アルはその活躍を目にしたことは無かったが、少なくともオルキトやオルフィアの力は把握している。
「平和的に解決するためにも、ツバキの人探しを達成しなくてはならない」
「犬が人を?」
『バウッ』!
聖獣ツバキは吠えてアルを威嚇。
「やっぱり犬じゃないか!」
「長い間このままだったから癖よ。剣聖だって聞いて頼りにしても、息子もその息子も、まーたその息子も成果が得られくてね」
ツバキはむすっとバルオーガを睨んでいる。
「剣聖か……人探しと四竜征剣の何が関係してる?」
「私の旦那様が開闢と終焉の四竜征剣を打った神だから」
「……鍛冶屋の旦那探しか。ううん……」
眉をひそめながらアルは指を5つ、順に折っていった。
新たに耳にする四竜征剣とそれを打ったという神、そしてそれを旦那と呼ぶ聖獣。
と、なだれ込んでくる情報をゆっくりと嚙み砕いて飲み込む。
「つまりいくつかある四竜征剣を打った鍛冶屋を辿って目当ての人……じゃなく神を見つけたいんだな?」
「四竜征剣はその2組だけよ。他は人如きが打った贋作に過ぎない。正確にはオマージュともいうのかしら」
「あれらが贋作……だって?」
どれも特別な能力を備えた武器を贋作呼ばわりするツバキにアルは面食らっていようが話は続く。
「けどせっかく見つけた手がかりだから、このまま逃がしはしないわ」
「おい、ツバキ……」
すたすたと怪しげに歩を進めるツバキを制するバルオーガだったが、アルが瞬きをする間に時間が止まったように姿勢はそのままで動かず、声も発さなくなっていた。

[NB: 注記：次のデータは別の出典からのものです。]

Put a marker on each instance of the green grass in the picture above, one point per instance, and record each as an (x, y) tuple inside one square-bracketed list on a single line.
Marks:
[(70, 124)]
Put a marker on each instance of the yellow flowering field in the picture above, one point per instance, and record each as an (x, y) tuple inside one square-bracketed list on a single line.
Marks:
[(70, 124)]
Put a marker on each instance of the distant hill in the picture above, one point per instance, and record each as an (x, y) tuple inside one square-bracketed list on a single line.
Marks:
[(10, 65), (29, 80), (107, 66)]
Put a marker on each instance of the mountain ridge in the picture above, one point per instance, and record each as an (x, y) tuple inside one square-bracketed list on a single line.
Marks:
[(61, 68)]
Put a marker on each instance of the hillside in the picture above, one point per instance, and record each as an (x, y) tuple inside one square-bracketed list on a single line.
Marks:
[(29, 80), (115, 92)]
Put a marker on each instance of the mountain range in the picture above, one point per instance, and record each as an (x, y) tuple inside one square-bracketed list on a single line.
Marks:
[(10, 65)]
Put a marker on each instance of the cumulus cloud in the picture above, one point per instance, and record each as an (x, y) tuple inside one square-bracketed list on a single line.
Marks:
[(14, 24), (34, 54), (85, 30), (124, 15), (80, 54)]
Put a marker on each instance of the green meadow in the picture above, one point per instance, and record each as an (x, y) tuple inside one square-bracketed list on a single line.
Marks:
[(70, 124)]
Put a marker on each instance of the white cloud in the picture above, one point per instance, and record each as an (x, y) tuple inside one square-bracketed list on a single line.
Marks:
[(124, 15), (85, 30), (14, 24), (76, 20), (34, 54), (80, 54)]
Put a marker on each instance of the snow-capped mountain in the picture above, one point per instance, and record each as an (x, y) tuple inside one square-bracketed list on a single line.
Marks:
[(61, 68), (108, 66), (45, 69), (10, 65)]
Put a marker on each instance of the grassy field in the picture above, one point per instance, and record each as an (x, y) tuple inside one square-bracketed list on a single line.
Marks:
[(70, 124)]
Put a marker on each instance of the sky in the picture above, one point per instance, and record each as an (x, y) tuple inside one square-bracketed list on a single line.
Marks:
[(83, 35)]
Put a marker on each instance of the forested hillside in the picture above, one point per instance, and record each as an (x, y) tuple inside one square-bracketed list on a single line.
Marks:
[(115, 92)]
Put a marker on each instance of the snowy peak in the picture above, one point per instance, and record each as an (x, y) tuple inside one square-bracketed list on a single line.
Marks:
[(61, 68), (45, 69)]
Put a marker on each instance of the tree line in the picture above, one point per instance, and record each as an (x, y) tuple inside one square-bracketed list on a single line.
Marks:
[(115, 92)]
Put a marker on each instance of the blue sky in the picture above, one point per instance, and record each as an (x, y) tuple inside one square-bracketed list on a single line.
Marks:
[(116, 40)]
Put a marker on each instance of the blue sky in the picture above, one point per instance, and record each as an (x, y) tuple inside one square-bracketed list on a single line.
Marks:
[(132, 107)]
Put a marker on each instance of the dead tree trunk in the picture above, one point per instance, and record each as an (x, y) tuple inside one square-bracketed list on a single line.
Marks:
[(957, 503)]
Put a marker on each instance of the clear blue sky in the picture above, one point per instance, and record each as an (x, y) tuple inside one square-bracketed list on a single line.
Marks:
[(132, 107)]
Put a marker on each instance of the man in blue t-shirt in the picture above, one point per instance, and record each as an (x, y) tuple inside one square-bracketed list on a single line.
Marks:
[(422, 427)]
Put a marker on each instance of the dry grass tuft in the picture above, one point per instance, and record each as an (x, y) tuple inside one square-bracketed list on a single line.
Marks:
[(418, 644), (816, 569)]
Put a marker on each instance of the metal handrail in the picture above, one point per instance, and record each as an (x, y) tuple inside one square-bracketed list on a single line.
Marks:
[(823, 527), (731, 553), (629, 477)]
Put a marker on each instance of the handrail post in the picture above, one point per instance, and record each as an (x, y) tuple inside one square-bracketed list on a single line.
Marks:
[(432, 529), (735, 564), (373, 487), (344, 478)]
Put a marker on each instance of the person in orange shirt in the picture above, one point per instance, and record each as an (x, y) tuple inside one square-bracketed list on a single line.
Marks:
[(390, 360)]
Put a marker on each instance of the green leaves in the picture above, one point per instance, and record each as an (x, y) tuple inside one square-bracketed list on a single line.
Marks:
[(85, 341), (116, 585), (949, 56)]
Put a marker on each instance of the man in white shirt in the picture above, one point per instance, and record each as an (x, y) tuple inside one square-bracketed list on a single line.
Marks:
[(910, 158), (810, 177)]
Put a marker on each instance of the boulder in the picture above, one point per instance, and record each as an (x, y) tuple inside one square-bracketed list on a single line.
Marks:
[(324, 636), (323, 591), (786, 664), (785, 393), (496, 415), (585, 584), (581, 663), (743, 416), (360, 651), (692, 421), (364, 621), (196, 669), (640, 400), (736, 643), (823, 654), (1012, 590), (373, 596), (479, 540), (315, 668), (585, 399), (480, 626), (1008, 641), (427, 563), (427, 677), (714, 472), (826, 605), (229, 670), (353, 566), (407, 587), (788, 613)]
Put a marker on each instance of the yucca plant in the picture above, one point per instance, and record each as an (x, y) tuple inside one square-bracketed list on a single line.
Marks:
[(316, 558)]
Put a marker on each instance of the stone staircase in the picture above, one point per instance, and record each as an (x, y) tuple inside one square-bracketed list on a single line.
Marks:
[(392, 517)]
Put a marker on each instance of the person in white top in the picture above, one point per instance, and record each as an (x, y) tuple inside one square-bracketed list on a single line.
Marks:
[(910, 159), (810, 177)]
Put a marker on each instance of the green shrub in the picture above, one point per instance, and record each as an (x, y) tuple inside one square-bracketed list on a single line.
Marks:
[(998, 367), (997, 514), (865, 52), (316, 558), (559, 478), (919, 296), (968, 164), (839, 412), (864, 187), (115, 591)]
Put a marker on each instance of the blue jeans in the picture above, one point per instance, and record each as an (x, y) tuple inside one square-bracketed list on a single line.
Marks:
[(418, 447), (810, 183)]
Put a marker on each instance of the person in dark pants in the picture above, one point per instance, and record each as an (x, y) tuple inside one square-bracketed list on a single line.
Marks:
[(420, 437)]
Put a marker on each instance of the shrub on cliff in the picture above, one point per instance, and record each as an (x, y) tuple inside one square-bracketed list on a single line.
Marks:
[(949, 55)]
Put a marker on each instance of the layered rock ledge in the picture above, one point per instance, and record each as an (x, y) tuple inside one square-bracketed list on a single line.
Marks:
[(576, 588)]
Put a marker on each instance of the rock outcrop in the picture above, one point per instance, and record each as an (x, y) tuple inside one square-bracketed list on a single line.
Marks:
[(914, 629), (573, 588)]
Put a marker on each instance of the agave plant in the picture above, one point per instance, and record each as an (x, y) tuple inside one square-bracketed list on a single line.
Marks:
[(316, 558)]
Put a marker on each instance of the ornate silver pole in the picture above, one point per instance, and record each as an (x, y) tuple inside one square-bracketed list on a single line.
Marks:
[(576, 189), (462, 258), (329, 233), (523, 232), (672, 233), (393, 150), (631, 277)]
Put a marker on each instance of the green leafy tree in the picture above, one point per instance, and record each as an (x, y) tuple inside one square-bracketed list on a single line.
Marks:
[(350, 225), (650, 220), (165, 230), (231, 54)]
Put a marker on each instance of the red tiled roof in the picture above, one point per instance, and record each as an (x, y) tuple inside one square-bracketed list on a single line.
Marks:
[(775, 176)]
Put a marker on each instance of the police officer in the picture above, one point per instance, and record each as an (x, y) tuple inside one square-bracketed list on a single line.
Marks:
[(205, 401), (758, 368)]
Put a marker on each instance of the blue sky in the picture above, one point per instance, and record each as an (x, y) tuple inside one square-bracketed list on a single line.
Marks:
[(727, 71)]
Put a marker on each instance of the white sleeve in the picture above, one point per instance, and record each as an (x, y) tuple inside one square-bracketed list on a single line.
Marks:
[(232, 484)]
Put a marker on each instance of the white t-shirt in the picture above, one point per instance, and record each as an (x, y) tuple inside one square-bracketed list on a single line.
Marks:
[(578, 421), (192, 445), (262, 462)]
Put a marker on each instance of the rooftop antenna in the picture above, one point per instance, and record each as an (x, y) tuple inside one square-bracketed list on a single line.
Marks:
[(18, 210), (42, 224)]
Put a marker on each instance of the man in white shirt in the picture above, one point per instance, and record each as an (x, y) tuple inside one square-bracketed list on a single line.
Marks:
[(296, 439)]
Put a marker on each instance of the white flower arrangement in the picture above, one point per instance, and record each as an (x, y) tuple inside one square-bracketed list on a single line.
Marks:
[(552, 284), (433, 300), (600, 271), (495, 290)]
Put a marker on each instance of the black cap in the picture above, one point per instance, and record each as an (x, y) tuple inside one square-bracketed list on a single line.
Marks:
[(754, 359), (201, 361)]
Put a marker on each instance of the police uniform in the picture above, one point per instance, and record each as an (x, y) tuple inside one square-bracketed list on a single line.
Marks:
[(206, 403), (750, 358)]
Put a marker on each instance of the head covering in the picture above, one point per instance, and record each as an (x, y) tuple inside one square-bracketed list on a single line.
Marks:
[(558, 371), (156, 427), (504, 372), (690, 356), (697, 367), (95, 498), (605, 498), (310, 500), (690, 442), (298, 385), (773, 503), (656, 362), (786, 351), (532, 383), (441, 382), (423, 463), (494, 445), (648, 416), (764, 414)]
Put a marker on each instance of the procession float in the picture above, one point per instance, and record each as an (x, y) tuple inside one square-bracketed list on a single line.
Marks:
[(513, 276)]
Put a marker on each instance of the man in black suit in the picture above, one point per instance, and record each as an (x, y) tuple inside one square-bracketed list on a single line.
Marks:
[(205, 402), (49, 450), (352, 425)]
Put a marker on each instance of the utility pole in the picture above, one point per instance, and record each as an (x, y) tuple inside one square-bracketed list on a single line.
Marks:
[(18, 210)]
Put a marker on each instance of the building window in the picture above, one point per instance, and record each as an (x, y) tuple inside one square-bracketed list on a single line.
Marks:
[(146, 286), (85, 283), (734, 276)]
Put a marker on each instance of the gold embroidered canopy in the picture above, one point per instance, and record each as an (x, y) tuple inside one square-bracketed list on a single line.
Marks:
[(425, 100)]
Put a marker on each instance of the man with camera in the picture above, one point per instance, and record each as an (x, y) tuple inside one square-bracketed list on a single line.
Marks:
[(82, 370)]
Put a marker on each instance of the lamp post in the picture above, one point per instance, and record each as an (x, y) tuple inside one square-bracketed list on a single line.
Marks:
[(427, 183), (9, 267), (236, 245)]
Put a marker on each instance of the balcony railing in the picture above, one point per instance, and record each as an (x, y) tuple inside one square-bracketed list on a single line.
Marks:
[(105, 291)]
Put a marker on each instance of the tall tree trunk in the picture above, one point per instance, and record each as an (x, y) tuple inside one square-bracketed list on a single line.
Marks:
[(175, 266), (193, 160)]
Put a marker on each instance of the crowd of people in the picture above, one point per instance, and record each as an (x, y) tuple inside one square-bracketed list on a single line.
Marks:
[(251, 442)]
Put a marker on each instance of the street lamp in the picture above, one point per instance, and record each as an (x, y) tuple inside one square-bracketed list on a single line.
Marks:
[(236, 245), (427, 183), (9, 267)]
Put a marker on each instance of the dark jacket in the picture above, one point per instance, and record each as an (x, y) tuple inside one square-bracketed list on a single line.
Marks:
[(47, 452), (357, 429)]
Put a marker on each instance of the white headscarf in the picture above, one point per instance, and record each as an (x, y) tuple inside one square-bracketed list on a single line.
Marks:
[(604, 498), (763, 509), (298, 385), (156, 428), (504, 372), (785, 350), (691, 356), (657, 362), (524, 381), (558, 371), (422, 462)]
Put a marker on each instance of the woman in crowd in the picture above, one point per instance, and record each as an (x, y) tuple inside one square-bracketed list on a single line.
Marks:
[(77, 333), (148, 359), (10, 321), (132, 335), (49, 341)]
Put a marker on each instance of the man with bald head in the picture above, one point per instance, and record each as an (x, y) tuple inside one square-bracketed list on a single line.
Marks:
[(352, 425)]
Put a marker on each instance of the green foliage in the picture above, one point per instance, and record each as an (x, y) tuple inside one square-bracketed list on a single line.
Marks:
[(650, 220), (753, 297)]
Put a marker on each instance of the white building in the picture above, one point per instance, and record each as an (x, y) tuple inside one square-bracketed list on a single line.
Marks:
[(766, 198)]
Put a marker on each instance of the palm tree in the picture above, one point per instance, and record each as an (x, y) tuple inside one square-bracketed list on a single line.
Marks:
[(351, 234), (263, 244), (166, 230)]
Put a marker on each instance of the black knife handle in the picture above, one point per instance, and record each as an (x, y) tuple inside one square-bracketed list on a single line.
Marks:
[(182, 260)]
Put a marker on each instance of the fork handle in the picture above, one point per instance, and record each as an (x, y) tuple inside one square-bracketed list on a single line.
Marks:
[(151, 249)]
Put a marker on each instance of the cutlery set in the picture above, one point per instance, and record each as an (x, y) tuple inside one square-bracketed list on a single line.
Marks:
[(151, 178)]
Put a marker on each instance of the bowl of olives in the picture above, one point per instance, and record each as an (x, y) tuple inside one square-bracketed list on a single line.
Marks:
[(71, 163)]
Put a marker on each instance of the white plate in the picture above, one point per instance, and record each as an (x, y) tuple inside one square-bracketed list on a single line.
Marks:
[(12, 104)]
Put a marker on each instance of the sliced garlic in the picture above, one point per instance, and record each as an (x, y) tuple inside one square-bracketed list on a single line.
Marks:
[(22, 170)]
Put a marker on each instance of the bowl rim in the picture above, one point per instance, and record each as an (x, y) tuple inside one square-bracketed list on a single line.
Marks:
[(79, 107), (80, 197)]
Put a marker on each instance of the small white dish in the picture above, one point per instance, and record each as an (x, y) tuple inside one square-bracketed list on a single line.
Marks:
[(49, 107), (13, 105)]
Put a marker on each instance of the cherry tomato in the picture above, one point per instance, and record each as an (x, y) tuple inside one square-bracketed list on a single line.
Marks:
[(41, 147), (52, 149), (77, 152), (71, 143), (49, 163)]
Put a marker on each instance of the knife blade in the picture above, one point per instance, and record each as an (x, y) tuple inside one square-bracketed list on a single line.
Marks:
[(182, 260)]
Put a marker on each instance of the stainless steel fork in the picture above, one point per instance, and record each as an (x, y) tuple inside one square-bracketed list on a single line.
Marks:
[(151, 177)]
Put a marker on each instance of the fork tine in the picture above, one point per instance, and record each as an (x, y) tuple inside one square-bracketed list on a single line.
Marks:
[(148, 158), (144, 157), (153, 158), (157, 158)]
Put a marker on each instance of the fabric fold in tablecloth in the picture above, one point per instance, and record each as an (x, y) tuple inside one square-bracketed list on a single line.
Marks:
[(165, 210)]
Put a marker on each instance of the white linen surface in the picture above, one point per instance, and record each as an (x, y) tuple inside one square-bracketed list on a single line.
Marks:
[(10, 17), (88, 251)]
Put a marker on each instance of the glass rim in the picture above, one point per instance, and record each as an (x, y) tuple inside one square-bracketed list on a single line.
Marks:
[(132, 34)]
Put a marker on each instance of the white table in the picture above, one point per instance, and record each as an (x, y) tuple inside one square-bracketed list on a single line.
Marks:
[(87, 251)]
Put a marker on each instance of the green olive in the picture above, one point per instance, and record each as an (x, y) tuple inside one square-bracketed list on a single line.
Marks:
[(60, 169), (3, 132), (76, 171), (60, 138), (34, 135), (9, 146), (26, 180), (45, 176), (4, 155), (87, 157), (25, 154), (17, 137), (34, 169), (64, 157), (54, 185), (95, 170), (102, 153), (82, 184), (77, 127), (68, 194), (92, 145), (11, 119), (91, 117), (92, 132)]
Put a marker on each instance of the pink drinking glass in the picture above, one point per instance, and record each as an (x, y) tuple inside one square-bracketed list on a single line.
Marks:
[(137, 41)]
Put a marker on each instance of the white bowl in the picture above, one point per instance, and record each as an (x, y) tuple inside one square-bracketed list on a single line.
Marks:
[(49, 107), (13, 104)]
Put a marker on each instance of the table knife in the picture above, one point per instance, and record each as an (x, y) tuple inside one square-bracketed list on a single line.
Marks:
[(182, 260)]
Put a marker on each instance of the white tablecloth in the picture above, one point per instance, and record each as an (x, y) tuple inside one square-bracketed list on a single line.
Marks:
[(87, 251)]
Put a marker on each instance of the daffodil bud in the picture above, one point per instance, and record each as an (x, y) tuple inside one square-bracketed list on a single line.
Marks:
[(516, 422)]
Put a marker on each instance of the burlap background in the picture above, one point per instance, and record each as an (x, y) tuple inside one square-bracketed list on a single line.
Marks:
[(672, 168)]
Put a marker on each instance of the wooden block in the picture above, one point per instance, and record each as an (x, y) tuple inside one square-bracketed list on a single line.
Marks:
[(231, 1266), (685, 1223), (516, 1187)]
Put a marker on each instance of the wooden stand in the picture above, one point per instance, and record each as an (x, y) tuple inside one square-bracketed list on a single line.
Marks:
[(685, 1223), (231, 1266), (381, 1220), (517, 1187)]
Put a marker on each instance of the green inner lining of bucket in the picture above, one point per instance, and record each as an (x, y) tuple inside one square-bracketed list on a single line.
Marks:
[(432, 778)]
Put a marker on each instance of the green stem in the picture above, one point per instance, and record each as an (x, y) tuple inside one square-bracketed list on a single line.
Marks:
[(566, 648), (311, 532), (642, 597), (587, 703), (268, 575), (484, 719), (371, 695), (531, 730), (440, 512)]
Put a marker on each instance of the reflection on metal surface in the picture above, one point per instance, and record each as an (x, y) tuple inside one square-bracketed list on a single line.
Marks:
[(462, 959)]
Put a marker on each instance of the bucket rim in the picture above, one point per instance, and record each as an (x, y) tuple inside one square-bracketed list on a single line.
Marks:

「それに私の素性を知ったからにはヤキを入れておかないと」
「勝手にバラしておいてそれかよ……! って、その剣……」
ツバキの足元にはゆらゆらと揺れる陽炎を纏っているロングソードが突き立てられていた。
何も無い空間に突如現れたそれに危険を直感したアルは、持ち合わせていた眼帯をひとまず目にあてがった。
「『終焉の四竜征剣』が……全部揃ってる……?」
「これがこの家と長く付き合わせてもらっている秘密。家長がいくら替わっても誰一人として私に敵うことは無かった」
「なにが聖獣だ……とんだ害獣中の害獣だな」
「……武器取らないと死ぬわよ?」
剣を咥えて近寄ってくるツバキに促され、アルは壁にかけてあった武器を手にする。
「重いっ!?」
アルは長い柄のついた斧、ハルバードをよろよろと抱えてとにかく体の前で防御の体勢をとった。
「『一刀両断』」
「なっ!?」
訓練による多くの細かい傷があり、つまりそれほど頑丈であったハルバードだが、まるで紙であったかのようにアルはなんの抵抗も感じないままそれを真っ二つにされてしまった。
「宿す言葉は『一刀両断』。あらゆるものを真っ二つにする剣よ」
終焉の四竜征剣
・終焉の壱(仮称。もともと無銘であった)
『一刀両断』の言霊を宿し、あらゆるものを豆腐のように容易く真っ二つにする。